Jaguar Land Rover has also become a target of a crippling cyberattack, which has compelled the largest carmaker in Britain to shut down its major manufacturing plants and grossly affected its retail business, becoming one of the biggest cybersecurity breaches to strike the automobile sector this year. A collective of English-speaking hackers has claimed the attack, which is associated with the many high-profile hacks of big retailers in the UK.
Hackers who are English-speaking say they did it
The Guardian reports that a group of English-speaking hackers associated with the Marks and Spencer cyber-attack has taken credit for an attack on Jaguar-Land Rover. One of the channels on the Telegram platform included a screenshot of what seemed to be the internal IT systems of the carmaker, and a news article about the hack.
The name of the Telegram channel is an amalgamation of three English language-speaking, or Western-based, hacking gangs named Scattered Spider, Lapsus, and ShinyHunters. The collective of teenage and twentysomethings known as Scattered Spider has been accused of attacks this year on British retailers M&S, Co-op, and Harrods.
Huge disruption of production throughout manufacturing sites
Monday saw the largest carmaker in Britain shut down production at major manufacturing and retailing facilities after acknowledging that a cyber-incident had severely disrupted its manufacturing and retailing operations. It said that it could not detect any evidence that it had stolen any customer data, but that it had proceeded to close its systems and that it had had to do it as quickly as it could in order to contain the damage.
JLR did not give any additional details on who had caused the incident, when it was realized, or how long it would be before it got back on its feet. According to sources in the Car industry, it had a serious impact on its suppliers, who supply its factories with parts regularly.
The suppliers lose a lot of money
Industry sources estimate that these suppliers would lose tens of millions of pounds in sales due to the discontinuation of production. The attack underscores the interdependence of the current automotive production processes, where just-in-time delivery networks expose the whole supply chain to cybercrime attacks. One of the personas on the Telegram group, known as Rey, is the same name as one of the members of Hellcat, the ransomware group that purported to have stolen data in JLR earlier this year, said a security researcher at UK-based cybersecurity company Sophos.
Hackers advance social engineering
Sinnott said they used social media and were interested in it. Lapsus was no exception, which is why the tactics used and their demographics were similar to the Scattered Spider collective. Talking about ShinyHunters and Scattered Spider, Sinnott said: “It is hard to organize them into a group since they are, in fact, people who interact online and engage through different tools, such as Telegram.

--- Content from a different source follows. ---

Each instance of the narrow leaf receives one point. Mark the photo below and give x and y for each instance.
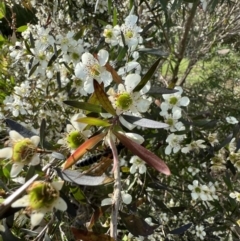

The JLR cyber-attack is amid the unstable state caused by the US tariffs and decreasing sales. The carmaker reported underlying pre-tax profit in the first half year to June was down by 49% to 351m, and this saw the firm suspend exports to the US temporarily. A National Crime Agency spokesperson said: We have heard of an incident that has hit Jaguar Land Rover, and we are working with partners to learn more about its impact.
The Jaguar Land Rover cyberattack is a milestone in the history of cyberattacks on critical manufacturing infrastructure, and it demonstrates how well-developed hacker groups can severely disorient essential industrial operations. The incident demonstrates the need to make certain that the quality of cybersecurity within the automobile industry is improved by any means, as business is becoming more reliant on online digital networks and supply chains.